The truly low income (defined by federal guidelines) are not in this market even if they are lucky enough to have a 401k plan with their crappy paying job. Most of these jobs do not pay a living wage. The 401k deduction would literally take food out of their kid's mouths.

Perhaps your referring to the working class/lower middle class? Many of these people are in the market through 401k contributions. They have no choice. Few companies have defined benefit plans. It's a rarity when I hear about one still in existence. The saviest of this group also realize that 401k distributions and Social Security benefits are unlikely to produce adequate retirement income. There is a whole industry selling them supplemental retirement plans via UVL Mutual Fund products and they are buying. A few of them have the confidence to manage their own investments with an e-trading account to boot. More power to them.

You do have legions of lower income college/graduate students and young "yet to be professional" in the market, but they are the middle class in disguise...just give them a few years.

This is a truly "middle class" phenomenon.

>>>This will close the banks and put cigars into the mouths of everyone as workers become NASDQ junkies.<<

Industries will still have to look to banks for financing. It is a small minority of companies in certain risky sectors with some very high profile names that can exchange stock for capital. My suspicion is that the constant yakking by CNBC and the like about venture capital dollars leads us to believe that there is a vast financing change underway. Banks that remain competitive in commercial lending will do just fine and have plenty of customers.

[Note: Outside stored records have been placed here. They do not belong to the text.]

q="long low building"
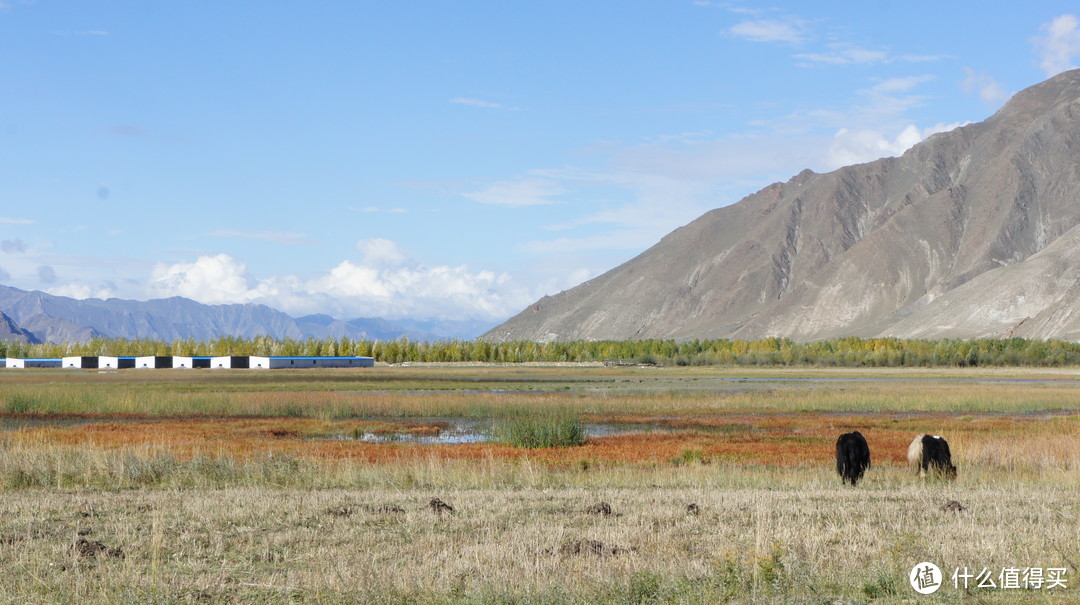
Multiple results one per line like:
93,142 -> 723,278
0,355 -> 375,369
245,355 -> 375,369
3,358 -> 60,367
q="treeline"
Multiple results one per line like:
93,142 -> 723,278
0,336 -> 1080,367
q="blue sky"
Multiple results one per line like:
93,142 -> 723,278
0,0 -> 1080,325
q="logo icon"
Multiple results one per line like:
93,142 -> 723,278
907,561 -> 942,594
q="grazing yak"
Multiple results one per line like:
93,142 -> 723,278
907,434 -> 956,479
836,431 -> 870,486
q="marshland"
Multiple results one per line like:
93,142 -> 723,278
0,364 -> 1080,604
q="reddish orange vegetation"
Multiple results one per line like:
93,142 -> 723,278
12,412 -> 1064,466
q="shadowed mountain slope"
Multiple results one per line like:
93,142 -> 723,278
483,70 -> 1080,340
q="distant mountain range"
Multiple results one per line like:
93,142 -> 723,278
483,70 -> 1080,341
0,285 -> 490,344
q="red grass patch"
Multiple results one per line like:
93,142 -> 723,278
12,412 -> 1074,467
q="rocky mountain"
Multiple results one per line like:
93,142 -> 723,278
0,285 -> 482,342
483,70 -> 1080,340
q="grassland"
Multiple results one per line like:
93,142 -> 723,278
0,366 -> 1080,604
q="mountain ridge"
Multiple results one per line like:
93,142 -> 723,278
0,285 -> 486,344
482,70 -> 1080,340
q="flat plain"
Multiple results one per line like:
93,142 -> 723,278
0,365 -> 1080,604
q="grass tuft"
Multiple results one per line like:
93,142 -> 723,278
495,411 -> 585,449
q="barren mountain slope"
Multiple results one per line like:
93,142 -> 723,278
485,70 -> 1080,340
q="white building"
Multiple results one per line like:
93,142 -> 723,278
210,355 -> 249,369
60,357 -> 97,369
4,358 -> 60,367
248,355 -> 375,369
135,355 -> 173,369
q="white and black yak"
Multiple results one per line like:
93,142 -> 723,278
907,434 -> 956,479
836,431 -> 870,486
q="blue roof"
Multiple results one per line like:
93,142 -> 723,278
263,355 -> 375,360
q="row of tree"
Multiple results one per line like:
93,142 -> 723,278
0,336 -> 1080,367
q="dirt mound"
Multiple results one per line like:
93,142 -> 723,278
585,501 -> 615,516
71,538 -> 124,559
558,540 -> 626,556
428,498 -> 454,515
939,500 -> 968,512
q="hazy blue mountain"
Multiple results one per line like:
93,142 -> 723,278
0,312 -> 38,344
0,285 -> 489,342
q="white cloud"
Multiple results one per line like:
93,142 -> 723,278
150,248 -> 542,320
826,123 -> 964,170
45,283 -> 114,300
464,177 -> 566,207
450,97 -> 519,111
207,229 -> 311,245
795,44 -> 891,65
356,238 -> 407,267
960,67 -> 1011,105
872,75 -> 934,94
0,240 -> 27,254
728,17 -> 807,44
1031,15 -> 1080,77
149,254 -> 259,305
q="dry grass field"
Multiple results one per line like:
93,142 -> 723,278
0,366 -> 1080,604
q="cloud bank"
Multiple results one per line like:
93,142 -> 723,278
148,239 -> 541,321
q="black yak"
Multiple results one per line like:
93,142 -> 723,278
907,434 -> 956,479
836,431 -> 870,486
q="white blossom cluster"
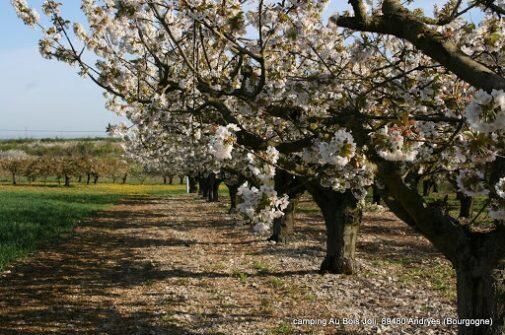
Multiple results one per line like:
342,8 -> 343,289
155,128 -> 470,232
465,90 -> 505,133
209,124 -> 240,161
375,126 -> 421,162
237,182 -> 289,233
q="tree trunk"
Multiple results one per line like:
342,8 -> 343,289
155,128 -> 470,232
209,172 -> 221,202
268,171 -> 305,243
423,179 -> 431,197
268,196 -> 299,243
226,183 -> 239,213
198,177 -> 209,200
456,260 -> 505,335
456,192 -> 473,218
311,187 -> 362,274
188,176 -> 198,193
372,184 -> 381,205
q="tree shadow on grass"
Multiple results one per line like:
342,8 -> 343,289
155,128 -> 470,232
0,197 -> 203,335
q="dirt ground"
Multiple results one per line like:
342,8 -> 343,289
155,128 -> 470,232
0,195 -> 455,335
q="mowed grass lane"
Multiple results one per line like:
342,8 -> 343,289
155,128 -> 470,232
0,184 -> 185,271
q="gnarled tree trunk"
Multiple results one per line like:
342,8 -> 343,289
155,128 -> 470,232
310,186 -> 362,274
456,192 -> 472,219
188,176 -> 198,193
268,170 -> 305,243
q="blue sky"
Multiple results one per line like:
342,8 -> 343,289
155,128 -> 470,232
0,0 -> 120,138
0,0 -> 480,138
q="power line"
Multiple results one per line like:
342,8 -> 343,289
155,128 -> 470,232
0,129 -> 107,133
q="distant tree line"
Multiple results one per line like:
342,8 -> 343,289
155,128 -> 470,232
0,140 -> 183,186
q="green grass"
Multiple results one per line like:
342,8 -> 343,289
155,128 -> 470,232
0,184 -> 185,270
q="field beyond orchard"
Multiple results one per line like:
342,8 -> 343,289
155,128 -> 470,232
0,184 -> 455,335
0,183 -> 185,271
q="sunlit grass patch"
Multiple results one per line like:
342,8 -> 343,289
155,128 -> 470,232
0,184 -> 185,270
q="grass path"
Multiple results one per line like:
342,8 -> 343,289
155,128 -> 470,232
0,183 -> 185,271
0,194 -> 454,335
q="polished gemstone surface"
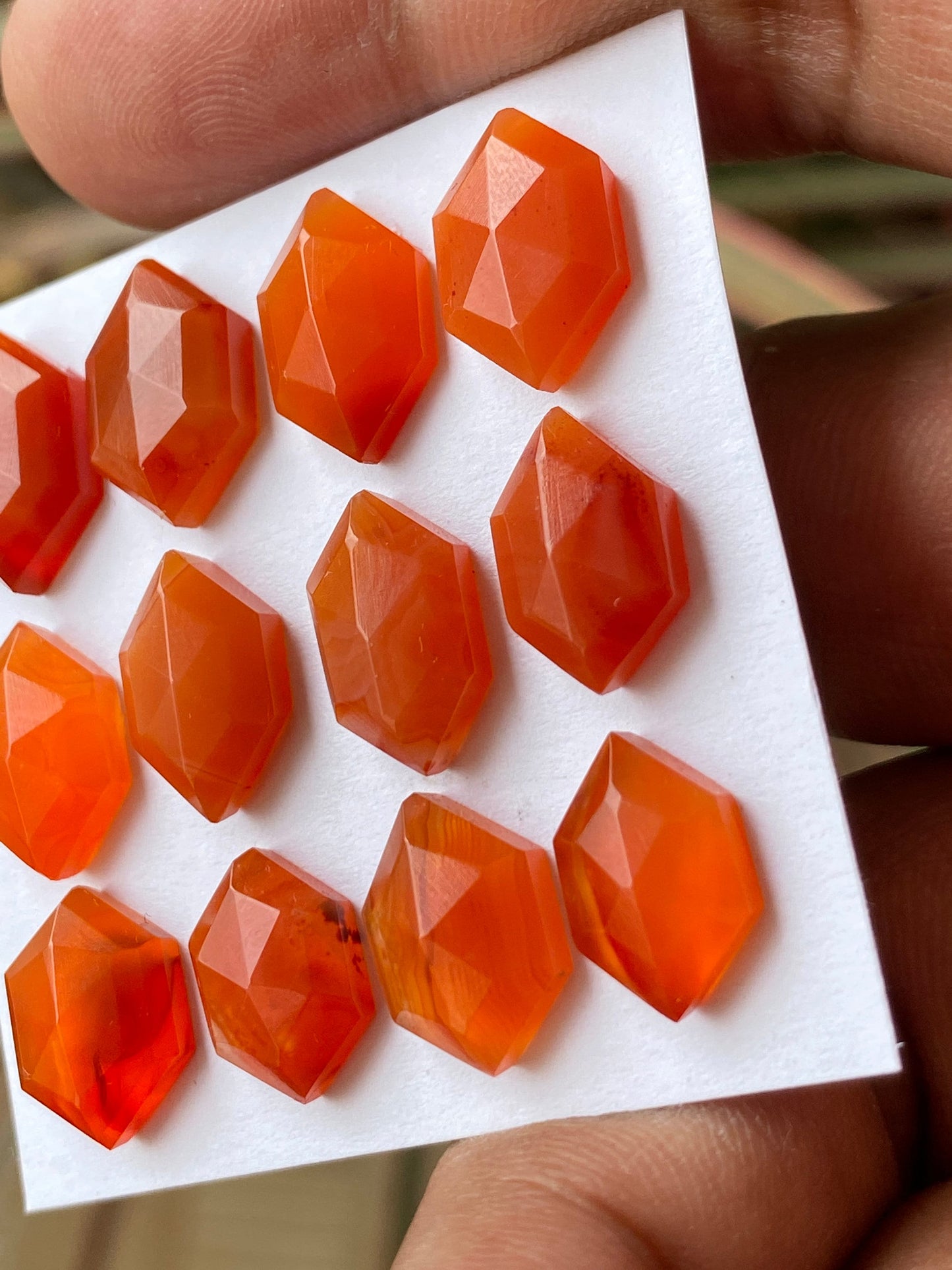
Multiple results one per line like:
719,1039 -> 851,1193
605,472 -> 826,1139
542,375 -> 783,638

>>>My concern, of course is that when everyone is rich, who will work?<<<

Everyone will not be rich. It's a small minority of millionaire secretaries, grounds keepers and janitors who are "rich." They got that way through stock options rather than straight NAZ trading....Most of them are still "on the job."

>>>It is a revolution and a relatively quiet one at that.<<<

I agree certainly with that statement...And I doubt that many of us here would have the kind of success we've had if we were still relying completely on full-service brokers for execution and print for research and analysis.

In spite of the superior attitude often displayed on Silicon Investor we are just as much a part of the phenomenon as the trucker/housewife/disabled retiree/facotry worker/student/soldier/lawyer/programmer trader we so gleefully bash. "They" are us.

Perhaps as a group we are savier and more watchful of the market, but we have contributed our fair share to the very volatility we bemoan.



To: Adelantado who wrote (14581)3/4/2000 2:09:00 PM
From: yard_man  Read Replies (2) | Respond to of 42523
 
Everyone can't attain wealth -- much of the wealth today -- paper gains are illusory. Suppose just 5% of folks sitting on paper gains decided to convert that paper to real goods -- got any idea what would happen to the markets?

You may well say -- with credit so readily available -- they don't need to convert -- just be loopy enough to go ahead and spend it now -- but that means a crash in asset values is inevitable after the last person gets in, company's buy back all the shares they can, etc. It takes an ever increasing flow to sustain the virtuous circle -- it will continue until it doesn't -- and when it doesn't -- poof to a good part of it and then we begin the virtuous circle in the other direction.

Get ready -- it will happen well before the election.